On sera surpris que je compte l’étude des Langues au nombre des inutilités de l’éducation; mais on se souviendra que je ne parle ici que des études du premier âge, & quoi qu’on puisse dire, je ne crois pas que jusqu’à l’âge de douze ou quinze ans nul enfant, les prodiges à part, ait jamais vraiment appris deux Langues.

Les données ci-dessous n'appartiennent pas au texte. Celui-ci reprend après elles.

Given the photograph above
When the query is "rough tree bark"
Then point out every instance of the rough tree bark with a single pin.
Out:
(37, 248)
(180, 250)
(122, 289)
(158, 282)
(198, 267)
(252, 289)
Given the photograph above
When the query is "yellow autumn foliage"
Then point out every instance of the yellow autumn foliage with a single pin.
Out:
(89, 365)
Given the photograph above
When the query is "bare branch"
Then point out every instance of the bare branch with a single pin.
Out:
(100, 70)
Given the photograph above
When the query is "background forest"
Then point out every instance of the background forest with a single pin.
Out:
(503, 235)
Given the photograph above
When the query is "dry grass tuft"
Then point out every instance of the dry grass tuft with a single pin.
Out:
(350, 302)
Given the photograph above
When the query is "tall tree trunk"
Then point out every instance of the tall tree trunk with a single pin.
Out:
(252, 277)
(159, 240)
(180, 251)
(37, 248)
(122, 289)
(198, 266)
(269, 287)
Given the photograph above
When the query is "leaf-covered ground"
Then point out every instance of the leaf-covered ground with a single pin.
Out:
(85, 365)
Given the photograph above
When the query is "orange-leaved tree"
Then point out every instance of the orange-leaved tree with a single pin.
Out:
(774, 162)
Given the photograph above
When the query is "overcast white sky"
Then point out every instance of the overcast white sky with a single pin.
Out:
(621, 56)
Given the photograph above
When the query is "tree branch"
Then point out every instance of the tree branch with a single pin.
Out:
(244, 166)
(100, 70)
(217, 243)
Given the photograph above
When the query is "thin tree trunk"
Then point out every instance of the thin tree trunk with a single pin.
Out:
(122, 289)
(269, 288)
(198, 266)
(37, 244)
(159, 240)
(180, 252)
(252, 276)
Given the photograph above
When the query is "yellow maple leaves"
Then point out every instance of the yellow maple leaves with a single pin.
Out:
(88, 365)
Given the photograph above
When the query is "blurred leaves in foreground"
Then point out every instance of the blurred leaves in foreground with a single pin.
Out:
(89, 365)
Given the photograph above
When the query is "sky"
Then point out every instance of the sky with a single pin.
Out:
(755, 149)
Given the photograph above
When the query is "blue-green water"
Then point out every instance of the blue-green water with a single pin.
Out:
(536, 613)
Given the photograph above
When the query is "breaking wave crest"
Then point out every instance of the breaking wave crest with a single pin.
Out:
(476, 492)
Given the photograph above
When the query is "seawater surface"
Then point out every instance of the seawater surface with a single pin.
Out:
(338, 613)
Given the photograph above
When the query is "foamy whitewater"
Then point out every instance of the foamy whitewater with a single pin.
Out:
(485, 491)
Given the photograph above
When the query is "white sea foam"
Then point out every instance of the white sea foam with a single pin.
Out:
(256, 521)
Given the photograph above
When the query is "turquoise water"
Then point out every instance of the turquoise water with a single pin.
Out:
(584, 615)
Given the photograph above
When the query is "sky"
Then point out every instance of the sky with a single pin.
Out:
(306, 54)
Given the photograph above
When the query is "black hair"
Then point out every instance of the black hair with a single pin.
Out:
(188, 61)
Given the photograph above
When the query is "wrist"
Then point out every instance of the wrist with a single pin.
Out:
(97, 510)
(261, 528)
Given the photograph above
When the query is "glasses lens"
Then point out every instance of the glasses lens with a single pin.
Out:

Je conviens que si l’étude des Langues n’étoit que celle des mots, c’est-à-dire, des figures ou des sons qui les expriment, cette étude pourroit convenir aux enfans; mais les Langues en changeant les signes modifient aussi les idées qu’ils représentent. Les têtes se forment sur les langages, les pensées prennent la teinte des idiomes. La raison seule est commune; l’esprit en chaque Langue a sa forme particuliere: différence qui pourroit bien être en partie la cause ou l’effet des caracteres nationaux; & ce qui paroit confirmer cette conjecture, est que chez toutes les nations du monde la Langue suit les vicissitudes des mœurs, & se conserve ou s’altere comme elles.